Not easy. Might even say requires God's help.
"I grew up in a religious movement that taught us to point the finger at the world around us. Accusing people of being sinful. I'm not sure why we thought that would be helpful. We were taught to lock the doors, baton down the hatches, and stay as far away from the world as possible. We thought we were becoming holy, when in fact, we were becoming irrelevant. I don't want to be a part of a religious movement that points a dying finger, rather I choose to be a part of a life-giving movement that reaches out with hands of love." (Steve Parsons)
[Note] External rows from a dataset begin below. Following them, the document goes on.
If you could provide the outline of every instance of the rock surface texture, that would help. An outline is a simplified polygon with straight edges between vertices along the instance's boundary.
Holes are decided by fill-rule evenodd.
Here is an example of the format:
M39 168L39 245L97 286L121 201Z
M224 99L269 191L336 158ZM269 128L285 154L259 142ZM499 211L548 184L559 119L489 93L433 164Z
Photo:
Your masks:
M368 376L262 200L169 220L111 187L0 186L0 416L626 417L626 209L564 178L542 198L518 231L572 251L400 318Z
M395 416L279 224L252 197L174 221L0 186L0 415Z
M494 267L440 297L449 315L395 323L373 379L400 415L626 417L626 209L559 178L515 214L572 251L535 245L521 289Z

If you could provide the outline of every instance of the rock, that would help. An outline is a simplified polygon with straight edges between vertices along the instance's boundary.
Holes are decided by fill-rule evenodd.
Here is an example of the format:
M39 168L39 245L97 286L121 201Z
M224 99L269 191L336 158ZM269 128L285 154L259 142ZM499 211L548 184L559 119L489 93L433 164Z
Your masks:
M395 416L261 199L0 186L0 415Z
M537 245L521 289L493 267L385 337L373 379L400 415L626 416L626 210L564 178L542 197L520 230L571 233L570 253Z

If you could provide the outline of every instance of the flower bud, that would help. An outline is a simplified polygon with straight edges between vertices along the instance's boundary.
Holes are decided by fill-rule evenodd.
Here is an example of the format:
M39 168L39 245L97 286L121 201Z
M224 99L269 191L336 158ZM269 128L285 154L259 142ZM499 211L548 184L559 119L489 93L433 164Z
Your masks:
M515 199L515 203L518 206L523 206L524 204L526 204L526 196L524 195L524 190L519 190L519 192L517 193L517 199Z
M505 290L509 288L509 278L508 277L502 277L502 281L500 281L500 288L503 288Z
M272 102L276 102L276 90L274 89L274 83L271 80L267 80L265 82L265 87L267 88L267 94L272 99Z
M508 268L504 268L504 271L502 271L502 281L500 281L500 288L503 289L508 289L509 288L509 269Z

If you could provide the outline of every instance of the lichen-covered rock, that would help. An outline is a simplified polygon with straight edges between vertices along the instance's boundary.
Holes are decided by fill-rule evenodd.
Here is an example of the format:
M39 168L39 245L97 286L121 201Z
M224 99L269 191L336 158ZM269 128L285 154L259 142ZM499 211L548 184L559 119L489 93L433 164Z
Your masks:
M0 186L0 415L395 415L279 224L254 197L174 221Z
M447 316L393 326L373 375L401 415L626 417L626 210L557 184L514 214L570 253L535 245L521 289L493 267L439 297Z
Life is a mystery, love is a dancer.
Closing Statement: If you believe in the bible, one of the places we will find Jesus is in the celebration of humanity. So we go to the wedding, we belong to the human race, we join Jesus in the dance. Because that's where Jesus turns the water into wine, and people see Him and believe. / No, we will not be sucked in to the false world of idolatry, immorality, and injustice. That's what the instructions of Jesus are there to do. To form us. Love the lord your God with all your heart, soul and mind, and love your neighbor as yourself. God help us to learn that dance. We commit to be involved in the conversation, but as salt and light, bringing the grace of Jesus into our interaction with humanity.
I agree with Louie Armstrong: What a wonderful world.
Sacrament - symbolize something.
For us, this symbolizes eating and drinking with Jesus.
Amazing about today's story: only the servants knew the secret. That it was Jesus who turned the water into wine. Our goal tonight, as servants, is to recognize Jesus for who he really is. A celebrator of humanity.
Wasn't like Pharisees who bragged about their separateness. Someone who deeply loved people.
Yesterday - grandpa funeral
It's always a huge mix of emotions. For me, things like that remind me that life is this huge, and strange, and happy, and sad, weird, long, and short.
But this, right now. This is your life. I don't want to waste my life doing fruitless things that in the end, don't really matter. Amazing about Jesus, doesn't stop you from living. He helps you live life to it's fullest.
Beautiful things about Jesus Comes into our lives - not our religious lives - actual lives. Makes his home in us.
Not a separatist. Stays away until you get your act right. No, he comes in, and he dances, and laughs, and smiles with us, lives in us.
'Eat and drink with me.'
This is His Body - broken for you
Blood - poured out for you.
(Pray) We're seekers - want - find you.
Outside - religious categories.
We're seekers, we want to find you. Outside our religious categories.
Jesus help us to be with you. At wedding. Celebrating - good - humanity.